Panorama muda quando alvo são estrangeiros

Mas se existe a reprovação da vigilância de países contra seus cidadãos, o mesmo não acontece quando o alvo são estrangeiros. Em apenas cinco dos 13 países pesquisados o percentual de entrevistados que disse ser contra foi maior dos que são favoráveis. Filipinos (56%), britânicos (55%) e franceses (54%) são os que mais aprovam a espionagem contra estrangeiros. “A pesquisa mostra que nos EUA e em países da Europa existe o medo do estrangeiro”, diz Santoro. “É o temor de estarem ligados ao terrorismo, serem imigrantes ilegais, que acaba tornando essa população alvo de discriminação.”

Os brasileiros também foram os mais taxativos na afirmação de que as empresas de tecnologia devem proteger as comunicações para evitar que governos tenham acesso aos dados. Por aqui, 78% dos entrevistados concordaram com a afirmação, seguidos por sul-africanos (71%) e filipinos (70%).

Em junho de 2013, Snowden, ex-agente da NSA, revelou a existência de um programa global de espionagem em massa conduzido pela aliança Five Eyes (Cinco Olhos, em tradução livre), composta por agências de inteligência dos EUA, Austrália, Canadá, Reino Unido e Nova Zelândia. O esquema envolvia a colocação de backdoors em hardwares e softwares produzidos por empresas americanas e a coleta indiscriminada de informações de serviços de internet.

“Todo mundo que usa a internet hoje corre o risco de ter suas comunicações monitoradas pelo governo de seu país e, em alguns casos, por governos estrangeiros. A Lei Internacional de Direitos Humanos protege o direito à privacidade e liberdade de expressão e os governos têm o dever legal de proteger estes direitos. Uma sociedade que respeita a liberdade e o Estado de Direito deve respeitar a privacidade”, diz Atila Roque, diretor-executivo da Anistia Internacional no Brasil.

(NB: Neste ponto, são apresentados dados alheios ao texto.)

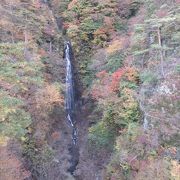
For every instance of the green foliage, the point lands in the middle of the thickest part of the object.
(114, 62)
(38, 157)
(89, 26)
(13, 119)
(100, 136)
(148, 77)
(119, 26)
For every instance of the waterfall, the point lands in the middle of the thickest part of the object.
(70, 102)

“Ambiente sadio de liberdade”

Para Carlos Affonso Souza, diretor do Instituto de Tecnologia e Sociedade (ITS), além do rechaço à vigilância, a pesquisa realizada pela Anistia Internacional revela o ambiente de liberdade de expressão na web no Brasil. Ela questiona aos entrevistados o que eles fariam caso soubessem que agências do governo estivessem espionando suas comunicações. Entre os brasileiros, 29% disseram que usariam redes sociais, e-mail e aplicativos de mensagens para criticar ainda mais o governo, percentual só superado pelos filipinos, com 31%. Apenas 15% disseram que estariam menos dispostos a fazer críticas nesses canais.

“Isso mostra a naturalidade com a qual o brasileiro lida com as redes sociais e o ótimo ambiente de liberdade de expressão no país”, diz o especialista. “Nós estamos vivendo esse ambiente polarizado, com amizades sendo desfeitas. A falta de diálogo é ruim, mas as pessoas estão se sentindo seguras em criticar o governo e revelam um ambiente sadio de liberdade.”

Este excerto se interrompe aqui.